Liebe Mucki,
ich drück Dich ganz fest und möchte Dir mein tiefempfundenes Beileid aussprechen.
Einen geliebten Menschen zu verlieren und noch dazu so plötzlich, ist eine der schmerzvollsten Erfahrungen, die man im Leben machen muss.
Und sie verändert das Leben. Zumindest für eine Zeitlang.
Wenn Du irgendwann einmal ein bisschen mit dem Schmerz umgehen kannst, dann versuch, Dich damit zu trösten, dass er einen so schnellen Tod sterben durfte. Das ist eigentlich der Wunsch aller Menschen. Ich habe im Krankenhaus und Altenheim gearbeitet und viele Leidende flehen darum, endlich sterben zu können.

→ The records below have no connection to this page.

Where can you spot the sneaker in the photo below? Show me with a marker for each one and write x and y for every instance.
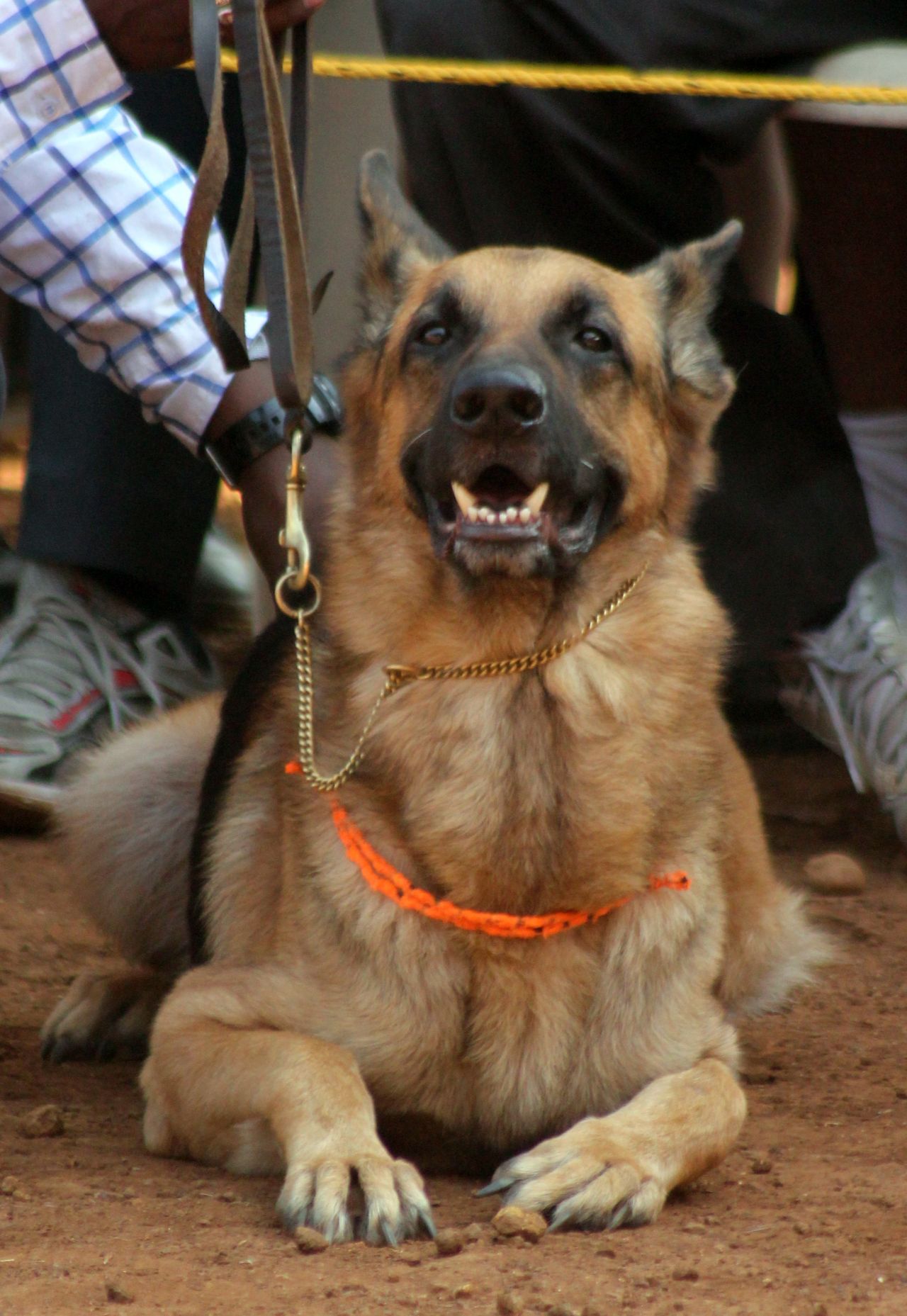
(853, 697)
(75, 663)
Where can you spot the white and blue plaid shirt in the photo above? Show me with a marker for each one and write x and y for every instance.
(91, 218)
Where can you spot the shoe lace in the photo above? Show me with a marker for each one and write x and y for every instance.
(868, 708)
(49, 652)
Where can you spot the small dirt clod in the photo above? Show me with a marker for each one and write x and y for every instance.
(449, 1242)
(119, 1295)
(310, 1240)
(509, 1303)
(44, 1122)
(833, 874)
(517, 1223)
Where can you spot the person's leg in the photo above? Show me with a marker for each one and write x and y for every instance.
(106, 491)
(113, 517)
(853, 249)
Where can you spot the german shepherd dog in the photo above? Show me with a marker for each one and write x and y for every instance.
(527, 433)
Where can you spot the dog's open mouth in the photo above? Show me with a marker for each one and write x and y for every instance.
(500, 507)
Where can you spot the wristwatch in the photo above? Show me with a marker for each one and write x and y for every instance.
(262, 429)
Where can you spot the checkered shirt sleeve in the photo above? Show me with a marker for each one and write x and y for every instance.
(91, 218)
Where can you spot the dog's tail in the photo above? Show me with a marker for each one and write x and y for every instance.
(128, 821)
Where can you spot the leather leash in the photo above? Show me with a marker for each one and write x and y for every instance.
(271, 199)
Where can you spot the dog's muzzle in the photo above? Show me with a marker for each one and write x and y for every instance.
(509, 478)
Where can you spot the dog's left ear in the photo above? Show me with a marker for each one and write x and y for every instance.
(398, 244)
(699, 387)
(687, 282)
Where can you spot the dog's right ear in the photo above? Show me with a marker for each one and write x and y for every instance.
(398, 244)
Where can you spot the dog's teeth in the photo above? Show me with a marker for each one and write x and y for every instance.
(536, 497)
(465, 499)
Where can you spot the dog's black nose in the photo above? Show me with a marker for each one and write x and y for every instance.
(483, 396)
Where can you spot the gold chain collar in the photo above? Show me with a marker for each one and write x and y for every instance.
(397, 675)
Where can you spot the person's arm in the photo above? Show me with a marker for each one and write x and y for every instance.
(156, 33)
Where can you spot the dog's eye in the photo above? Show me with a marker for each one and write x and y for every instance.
(434, 334)
(592, 339)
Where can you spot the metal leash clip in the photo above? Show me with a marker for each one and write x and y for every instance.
(298, 578)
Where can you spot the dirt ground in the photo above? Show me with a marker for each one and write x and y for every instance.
(807, 1216)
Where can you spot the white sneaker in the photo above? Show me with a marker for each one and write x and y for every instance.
(853, 697)
(77, 662)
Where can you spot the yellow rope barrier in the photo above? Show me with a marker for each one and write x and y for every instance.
(481, 73)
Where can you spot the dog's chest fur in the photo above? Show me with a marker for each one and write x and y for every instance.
(529, 802)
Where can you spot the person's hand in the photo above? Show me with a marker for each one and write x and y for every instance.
(156, 33)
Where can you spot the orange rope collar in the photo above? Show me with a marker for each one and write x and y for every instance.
(385, 878)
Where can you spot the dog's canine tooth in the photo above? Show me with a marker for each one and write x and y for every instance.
(465, 499)
(536, 497)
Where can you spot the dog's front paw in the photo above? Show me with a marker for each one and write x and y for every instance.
(393, 1199)
(104, 1015)
(587, 1178)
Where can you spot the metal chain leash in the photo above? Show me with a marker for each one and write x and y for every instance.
(398, 677)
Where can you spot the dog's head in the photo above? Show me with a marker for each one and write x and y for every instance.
(524, 405)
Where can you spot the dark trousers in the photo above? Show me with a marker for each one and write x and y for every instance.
(620, 176)
(106, 491)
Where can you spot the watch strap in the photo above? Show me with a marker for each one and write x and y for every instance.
(240, 445)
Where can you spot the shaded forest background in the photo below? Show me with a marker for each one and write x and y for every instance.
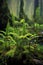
(21, 39)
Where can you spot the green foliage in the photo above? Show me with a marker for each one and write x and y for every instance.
(20, 39)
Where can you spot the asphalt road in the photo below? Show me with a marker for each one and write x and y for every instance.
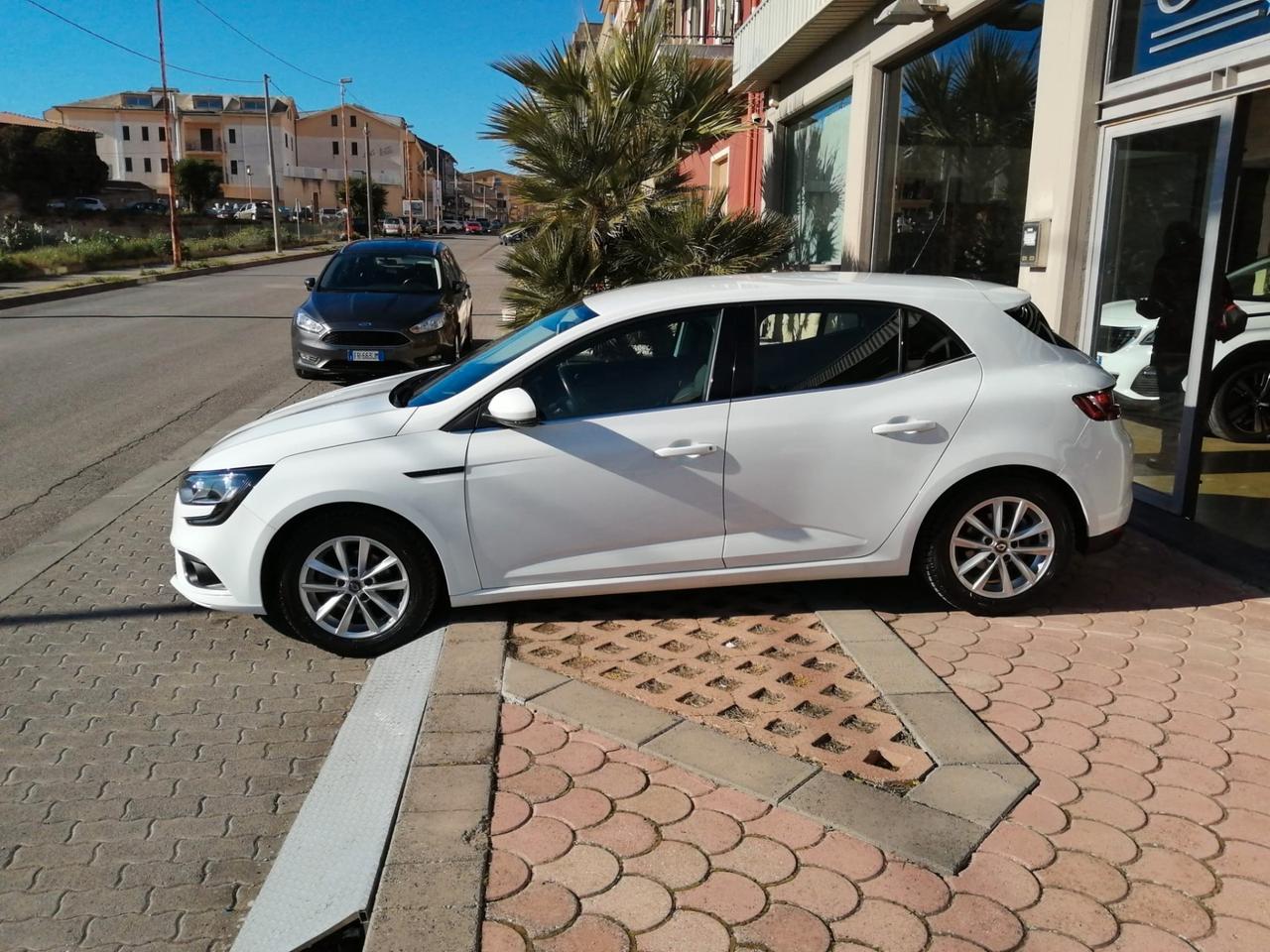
(95, 389)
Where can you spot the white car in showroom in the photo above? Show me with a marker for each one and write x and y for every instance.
(1239, 397)
(698, 431)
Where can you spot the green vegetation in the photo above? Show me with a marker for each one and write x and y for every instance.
(598, 139)
(41, 164)
(105, 249)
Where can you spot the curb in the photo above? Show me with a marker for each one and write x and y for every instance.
(84, 290)
(75, 530)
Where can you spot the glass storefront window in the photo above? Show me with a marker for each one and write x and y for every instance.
(959, 145)
(816, 172)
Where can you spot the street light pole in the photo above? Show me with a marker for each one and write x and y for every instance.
(370, 208)
(173, 226)
(343, 150)
(273, 178)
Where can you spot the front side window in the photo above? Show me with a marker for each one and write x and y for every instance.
(492, 357)
(816, 176)
(959, 128)
(381, 273)
(812, 345)
(643, 365)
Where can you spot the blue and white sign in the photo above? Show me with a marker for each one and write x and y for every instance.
(1171, 31)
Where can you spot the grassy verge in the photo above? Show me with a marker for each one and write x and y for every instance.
(108, 250)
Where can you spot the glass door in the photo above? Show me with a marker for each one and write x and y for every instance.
(1151, 294)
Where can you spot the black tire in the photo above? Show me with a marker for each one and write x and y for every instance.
(1239, 412)
(417, 567)
(935, 547)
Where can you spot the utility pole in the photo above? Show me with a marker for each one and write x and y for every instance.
(441, 191)
(370, 207)
(343, 149)
(173, 225)
(273, 177)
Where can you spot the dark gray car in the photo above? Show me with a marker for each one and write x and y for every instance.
(380, 307)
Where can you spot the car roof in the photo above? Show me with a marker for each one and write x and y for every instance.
(737, 289)
(402, 245)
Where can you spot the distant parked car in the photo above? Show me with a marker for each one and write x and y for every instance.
(254, 211)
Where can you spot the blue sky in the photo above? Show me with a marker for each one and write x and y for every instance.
(426, 60)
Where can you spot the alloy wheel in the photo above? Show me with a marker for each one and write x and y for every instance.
(353, 587)
(1246, 402)
(1002, 547)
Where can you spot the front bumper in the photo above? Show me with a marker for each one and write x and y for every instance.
(232, 552)
(318, 357)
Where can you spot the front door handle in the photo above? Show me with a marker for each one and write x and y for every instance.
(906, 426)
(690, 449)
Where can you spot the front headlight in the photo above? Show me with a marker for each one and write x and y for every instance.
(308, 322)
(221, 490)
(429, 324)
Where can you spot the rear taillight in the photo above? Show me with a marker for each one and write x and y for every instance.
(1098, 405)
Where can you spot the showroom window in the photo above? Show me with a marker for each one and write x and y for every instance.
(816, 173)
(957, 146)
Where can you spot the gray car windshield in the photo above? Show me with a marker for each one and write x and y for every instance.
(377, 272)
(481, 363)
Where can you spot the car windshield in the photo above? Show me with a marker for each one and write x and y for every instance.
(381, 272)
(481, 363)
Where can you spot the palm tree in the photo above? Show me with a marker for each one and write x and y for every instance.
(966, 127)
(597, 139)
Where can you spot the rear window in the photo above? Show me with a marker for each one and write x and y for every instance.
(1030, 316)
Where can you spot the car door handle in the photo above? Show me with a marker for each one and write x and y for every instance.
(693, 449)
(883, 429)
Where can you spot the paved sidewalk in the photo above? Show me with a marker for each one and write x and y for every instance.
(153, 754)
(1143, 705)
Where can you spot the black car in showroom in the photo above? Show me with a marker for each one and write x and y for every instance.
(382, 306)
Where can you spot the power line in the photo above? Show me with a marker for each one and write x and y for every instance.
(259, 46)
(135, 53)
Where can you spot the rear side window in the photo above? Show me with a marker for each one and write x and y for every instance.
(1030, 316)
(811, 345)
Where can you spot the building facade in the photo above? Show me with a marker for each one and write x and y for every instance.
(1110, 157)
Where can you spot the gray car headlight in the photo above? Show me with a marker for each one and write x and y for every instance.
(429, 324)
(220, 490)
(308, 322)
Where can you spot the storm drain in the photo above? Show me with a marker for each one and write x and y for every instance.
(326, 869)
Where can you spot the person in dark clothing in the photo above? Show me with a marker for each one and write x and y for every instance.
(1174, 294)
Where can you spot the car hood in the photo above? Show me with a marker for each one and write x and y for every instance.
(356, 308)
(348, 416)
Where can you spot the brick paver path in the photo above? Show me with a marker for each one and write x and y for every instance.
(151, 754)
(751, 662)
(1144, 711)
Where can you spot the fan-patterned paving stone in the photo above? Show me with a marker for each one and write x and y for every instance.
(765, 670)
(1142, 701)
(153, 754)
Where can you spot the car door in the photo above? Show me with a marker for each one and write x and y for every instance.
(622, 474)
(851, 404)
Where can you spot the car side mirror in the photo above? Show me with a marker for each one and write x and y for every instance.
(513, 408)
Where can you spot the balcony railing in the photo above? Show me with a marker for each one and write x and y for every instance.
(780, 33)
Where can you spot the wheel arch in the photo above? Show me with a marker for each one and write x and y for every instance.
(1051, 479)
(272, 561)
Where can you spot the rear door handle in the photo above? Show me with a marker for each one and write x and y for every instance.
(883, 429)
(693, 449)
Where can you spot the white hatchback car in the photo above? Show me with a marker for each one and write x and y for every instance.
(698, 431)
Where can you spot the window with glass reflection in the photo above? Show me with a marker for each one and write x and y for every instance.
(959, 145)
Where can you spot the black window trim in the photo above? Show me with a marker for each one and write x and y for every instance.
(744, 390)
(474, 416)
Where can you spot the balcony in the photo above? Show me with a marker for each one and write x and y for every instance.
(203, 145)
(781, 33)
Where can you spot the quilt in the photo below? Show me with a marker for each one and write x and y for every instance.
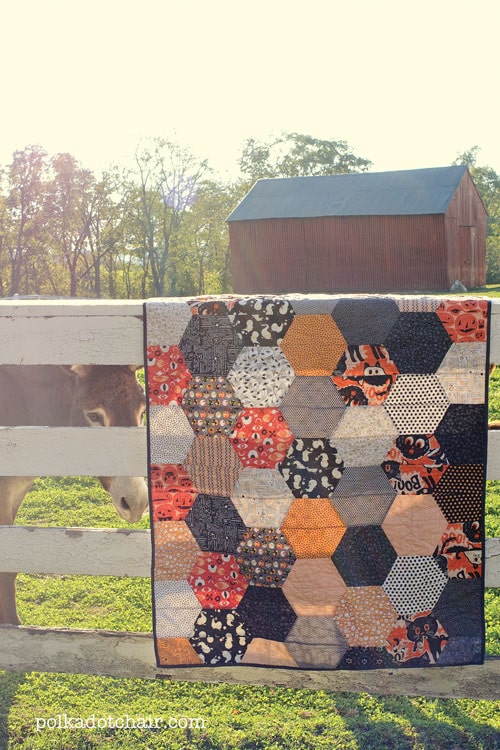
(317, 477)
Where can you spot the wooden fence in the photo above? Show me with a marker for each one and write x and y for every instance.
(111, 332)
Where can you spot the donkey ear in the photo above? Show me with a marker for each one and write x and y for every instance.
(80, 371)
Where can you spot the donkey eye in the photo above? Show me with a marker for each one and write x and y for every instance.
(95, 417)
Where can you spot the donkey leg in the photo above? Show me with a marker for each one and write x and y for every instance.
(12, 492)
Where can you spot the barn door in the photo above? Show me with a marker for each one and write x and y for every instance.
(468, 259)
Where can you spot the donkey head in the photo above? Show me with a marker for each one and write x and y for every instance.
(110, 396)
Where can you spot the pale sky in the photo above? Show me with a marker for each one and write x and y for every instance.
(407, 85)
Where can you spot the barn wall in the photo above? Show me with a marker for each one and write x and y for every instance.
(465, 228)
(363, 253)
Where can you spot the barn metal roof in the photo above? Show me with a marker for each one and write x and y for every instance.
(408, 192)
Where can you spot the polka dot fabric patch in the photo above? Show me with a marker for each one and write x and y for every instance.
(316, 478)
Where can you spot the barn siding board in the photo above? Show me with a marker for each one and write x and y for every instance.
(362, 253)
(338, 254)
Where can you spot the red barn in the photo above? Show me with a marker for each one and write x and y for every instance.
(411, 230)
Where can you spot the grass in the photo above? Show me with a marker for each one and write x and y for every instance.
(235, 717)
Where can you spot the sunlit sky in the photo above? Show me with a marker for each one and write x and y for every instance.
(407, 85)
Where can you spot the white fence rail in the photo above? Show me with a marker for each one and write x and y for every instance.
(111, 332)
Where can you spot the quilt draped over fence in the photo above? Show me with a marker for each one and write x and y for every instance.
(317, 473)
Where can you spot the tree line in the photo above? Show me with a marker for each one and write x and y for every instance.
(158, 228)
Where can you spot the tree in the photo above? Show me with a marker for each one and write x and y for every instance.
(163, 192)
(487, 182)
(22, 235)
(295, 155)
(68, 206)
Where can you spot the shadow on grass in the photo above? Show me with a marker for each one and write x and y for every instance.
(9, 683)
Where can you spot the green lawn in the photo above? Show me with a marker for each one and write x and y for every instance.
(239, 718)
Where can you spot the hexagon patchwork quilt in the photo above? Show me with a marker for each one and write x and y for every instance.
(317, 480)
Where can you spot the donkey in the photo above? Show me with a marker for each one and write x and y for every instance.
(72, 395)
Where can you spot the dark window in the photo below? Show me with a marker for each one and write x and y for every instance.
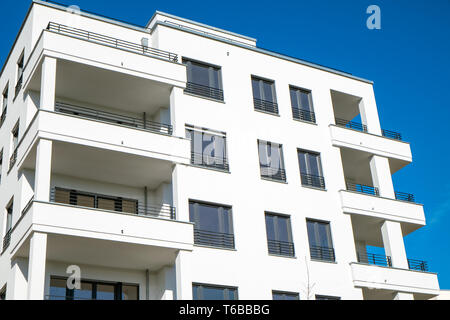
(209, 292)
(311, 169)
(320, 242)
(279, 235)
(213, 224)
(204, 79)
(319, 297)
(302, 107)
(279, 295)
(92, 290)
(271, 160)
(89, 200)
(264, 95)
(208, 149)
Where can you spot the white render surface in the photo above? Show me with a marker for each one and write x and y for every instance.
(57, 150)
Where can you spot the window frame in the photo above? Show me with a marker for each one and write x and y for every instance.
(289, 233)
(196, 286)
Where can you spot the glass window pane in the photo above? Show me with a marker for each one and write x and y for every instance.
(105, 292)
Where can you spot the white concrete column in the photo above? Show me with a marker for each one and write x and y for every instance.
(36, 266)
(369, 114)
(17, 286)
(42, 175)
(178, 124)
(381, 176)
(393, 244)
(183, 267)
(48, 84)
(403, 296)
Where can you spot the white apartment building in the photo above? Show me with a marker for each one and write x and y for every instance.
(181, 161)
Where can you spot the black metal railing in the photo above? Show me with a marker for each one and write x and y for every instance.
(418, 265)
(375, 259)
(273, 173)
(204, 91)
(112, 42)
(266, 106)
(114, 118)
(13, 159)
(281, 248)
(205, 160)
(305, 115)
(312, 180)
(3, 116)
(19, 85)
(360, 188)
(109, 203)
(405, 196)
(7, 240)
(351, 125)
(213, 239)
(392, 135)
(322, 253)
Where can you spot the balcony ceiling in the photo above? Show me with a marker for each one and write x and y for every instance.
(101, 165)
(96, 86)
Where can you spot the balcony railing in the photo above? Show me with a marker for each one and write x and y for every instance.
(205, 160)
(13, 159)
(360, 188)
(313, 181)
(405, 196)
(392, 135)
(281, 248)
(18, 85)
(204, 91)
(375, 259)
(418, 265)
(322, 253)
(110, 203)
(111, 42)
(305, 115)
(273, 173)
(3, 116)
(7, 240)
(351, 125)
(131, 122)
(266, 106)
(213, 239)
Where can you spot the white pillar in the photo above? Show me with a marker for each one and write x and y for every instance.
(175, 117)
(403, 296)
(381, 176)
(183, 267)
(17, 285)
(369, 114)
(42, 175)
(36, 266)
(48, 84)
(393, 244)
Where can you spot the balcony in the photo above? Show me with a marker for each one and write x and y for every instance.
(204, 91)
(281, 248)
(314, 181)
(322, 253)
(265, 106)
(303, 115)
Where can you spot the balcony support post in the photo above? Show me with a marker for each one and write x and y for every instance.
(403, 296)
(48, 84)
(43, 170)
(381, 176)
(183, 275)
(393, 244)
(36, 266)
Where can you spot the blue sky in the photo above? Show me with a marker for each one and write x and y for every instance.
(408, 59)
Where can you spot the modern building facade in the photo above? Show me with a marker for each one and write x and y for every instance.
(181, 161)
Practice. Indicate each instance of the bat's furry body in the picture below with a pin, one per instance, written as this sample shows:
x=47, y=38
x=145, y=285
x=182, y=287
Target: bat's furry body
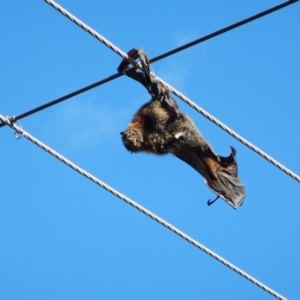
x=159, y=127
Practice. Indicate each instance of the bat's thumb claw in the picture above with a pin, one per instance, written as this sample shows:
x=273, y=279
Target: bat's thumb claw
x=210, y=202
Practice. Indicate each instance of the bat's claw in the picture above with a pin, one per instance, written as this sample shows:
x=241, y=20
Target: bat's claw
x=210, y=202
x=180, y=135
x=132, y=139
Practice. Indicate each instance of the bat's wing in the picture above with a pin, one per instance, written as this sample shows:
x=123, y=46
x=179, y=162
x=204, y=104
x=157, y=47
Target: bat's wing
x=220, y=176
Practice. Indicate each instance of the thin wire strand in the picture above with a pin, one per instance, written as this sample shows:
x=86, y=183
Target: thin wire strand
x=152, y=60
x=138, y=207
x=175, y=92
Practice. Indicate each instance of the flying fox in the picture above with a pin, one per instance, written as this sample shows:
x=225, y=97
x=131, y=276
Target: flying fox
x=159, y=127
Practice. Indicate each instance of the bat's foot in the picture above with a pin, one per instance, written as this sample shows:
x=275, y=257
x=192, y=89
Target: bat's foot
x=180, y=135
x=132, y=139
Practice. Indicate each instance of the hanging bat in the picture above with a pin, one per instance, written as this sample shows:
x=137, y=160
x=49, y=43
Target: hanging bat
x=159, y=127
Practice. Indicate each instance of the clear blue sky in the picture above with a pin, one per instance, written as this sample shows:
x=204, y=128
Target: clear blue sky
x=63, y=237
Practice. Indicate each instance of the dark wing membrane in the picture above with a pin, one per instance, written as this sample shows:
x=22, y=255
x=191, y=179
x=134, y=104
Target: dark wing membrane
x=191, y=158
x=229, y=188
x=226, y=184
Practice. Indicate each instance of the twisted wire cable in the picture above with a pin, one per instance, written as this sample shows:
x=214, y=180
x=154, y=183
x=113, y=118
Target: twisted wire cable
x=175, y=92
x=157, y=58
x=81, y=171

Mucki, mein Vater ist vor fast 5 Jahren elend an Krebs gestorben. Als er im Krankenhaus war, kamen wir ihn einmal erst am Spätnachmittag besuchen. Wir waren zuvor auf einer Beerdigung eines Mannes, der plötzlich mit 46 an Herzstillstand gestorben war. Wir erzählten meinem Vater davon und ich erhoffte mir, dass es ihn irgendwie trösten würde, weil der Mann mit 46 auch sterben musste, obwohl er noch viel jünger war, als er.
Weißt Du, was seine einzige Antwort darauf war: der ist Erster Klasse gestorben! Dass der Mann noch relativ jung war, spielte für ihn überhaupt keine Rolle.
Mein Vater wusste um seine Erkrankung und sein Schicksal Bescheid und hatte wohl schreckliche Angst davor.
Kein Mensch kann ermessen, was das für den Betroffenen und die Angehörigen bedeutet, den Tod vor Augen zu haben....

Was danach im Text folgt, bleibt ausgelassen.